Attention deficit and hyperactivity disorder (ADHD) is a neurodevelopmental disorder, characterized by a persistent pattern of inattentive, hyperactive and impulsive behavior, which can interfere with educational, social and occupational functioning Adolescence ADHD has been frequently linked to increased engagement in various specific risk-taking behaviors (RTBs) including smoking and substance abuse, dangerous driving, gambling and unprotected sex . In the clinical and developmental literature, risk-taking behavior is defined as deliberate engagement in behaviors that are associated with some probability of undesirable results. Indeed, domain-general risk-taking behavior has also been documented in adolescent ADHD.
Stattin and Kerr defined parental monitoring as the parents’ knowledge about their child’s activities: knowing where, how and with whom their children spend their time. Numerous studies have linked poor maternal monitoring with children RTB and externalizing behavioral problems. Furthermore, this source of information was found to be a substantially stronger predictor of child’s engagement in RTB and externalizing behavioral problems, than other parenting behaviors such as parental control and surveillance. Parental monitoring was found to correlate with specific risk-taking behaviors in ADHD populations as well. Higher parental knowledge was associated with less delinquency and substance use in adolescents with ADHD, compared to controls. Low parental knowledge of the child’s whereabouts was found to moderate the association between ADHD and alcohol use frequency.
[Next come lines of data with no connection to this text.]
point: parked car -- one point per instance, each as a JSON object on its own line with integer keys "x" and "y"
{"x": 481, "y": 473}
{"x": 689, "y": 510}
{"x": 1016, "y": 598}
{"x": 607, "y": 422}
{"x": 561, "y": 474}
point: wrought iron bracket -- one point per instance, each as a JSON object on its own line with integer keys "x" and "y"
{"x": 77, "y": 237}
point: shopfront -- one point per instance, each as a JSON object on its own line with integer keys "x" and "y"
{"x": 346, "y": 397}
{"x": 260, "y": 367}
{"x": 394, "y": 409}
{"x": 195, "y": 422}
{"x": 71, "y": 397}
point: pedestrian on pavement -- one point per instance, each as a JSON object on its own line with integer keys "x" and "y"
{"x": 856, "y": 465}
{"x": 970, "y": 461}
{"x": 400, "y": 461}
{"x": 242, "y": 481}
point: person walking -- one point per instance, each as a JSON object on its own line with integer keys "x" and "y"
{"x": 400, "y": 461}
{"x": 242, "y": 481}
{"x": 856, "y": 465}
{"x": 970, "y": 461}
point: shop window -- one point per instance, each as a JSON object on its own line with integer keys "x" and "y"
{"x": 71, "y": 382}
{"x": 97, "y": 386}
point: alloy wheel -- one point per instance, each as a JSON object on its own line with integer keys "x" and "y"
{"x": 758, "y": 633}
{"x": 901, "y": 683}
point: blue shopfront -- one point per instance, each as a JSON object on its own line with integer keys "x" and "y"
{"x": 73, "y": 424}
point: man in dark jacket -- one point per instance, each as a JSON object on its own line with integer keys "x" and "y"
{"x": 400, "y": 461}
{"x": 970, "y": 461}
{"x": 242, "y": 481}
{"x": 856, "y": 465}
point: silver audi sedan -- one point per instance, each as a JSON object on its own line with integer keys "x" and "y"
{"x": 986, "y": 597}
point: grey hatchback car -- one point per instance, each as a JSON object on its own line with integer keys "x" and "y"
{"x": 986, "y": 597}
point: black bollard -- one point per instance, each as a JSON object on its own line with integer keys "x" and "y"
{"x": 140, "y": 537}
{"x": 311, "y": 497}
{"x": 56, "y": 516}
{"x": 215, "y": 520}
Though parental monitoring plays an important role in the prevalence and extent of RTB among adolescents with ADHD, there is a possibility that the capacity of parents of youth with ADHD to monitor their children’s whereabouts is influenced by some of the characteristics of the disorder. ADHD was found to challenge parental functioning. Parents of children with ADHD reported less parental satisfaction and efficacy and more parenting stress compared to parents of children without ADHD. In addition, parents of children with ADHD reported less parental warmth and more inconsistent and hostile parenting. In another study, ADHD symptoms were associated with to maternal inconsistent discipline and paternal low involvement. Moreover, in relation to parental monitoring, a recent study by Salari and Thorell has shown that parents’ reports of higher parental knowledge and child disclosure correlated with lower ADHD symptoms.
Taken together, the results of previous research suggest a complex relationship between ADHD symptoms, parenting practices and RTB, according to which ADHD symptoms contribute to lower parental monitoring and knowledge, which in turn may contribute to higher engagement in risk-taking behavior. The aim of the current study was to further examine this model. In particular, we were interested in revealing the direct and the indirect effect of ADHD on RTB, mediated by lower parental knowledge. Additionally, the majority of the literature regarding ADHD-related risk-taking behavior compared individuals who were diagnosed with ADHD to controls who were not diagnosed with the disorder. The existing literature’s reliance on classified diagnostic groups is a limitation, given that taxonomic and genetic studies consistently support a dimensional rather than categorical structure of ADHD. We have recently shown an RTB-ADHD symptoms correlation in a sample of adults from the general population. The current study was therefore interested in assessing the mediation model in relation to ADHD symptomatology level. We hypothesized that parents of children with elevated ADHD symptoms will show reduced knowledge of their child’s behaviors and that this in turn will contribute to higher RTB.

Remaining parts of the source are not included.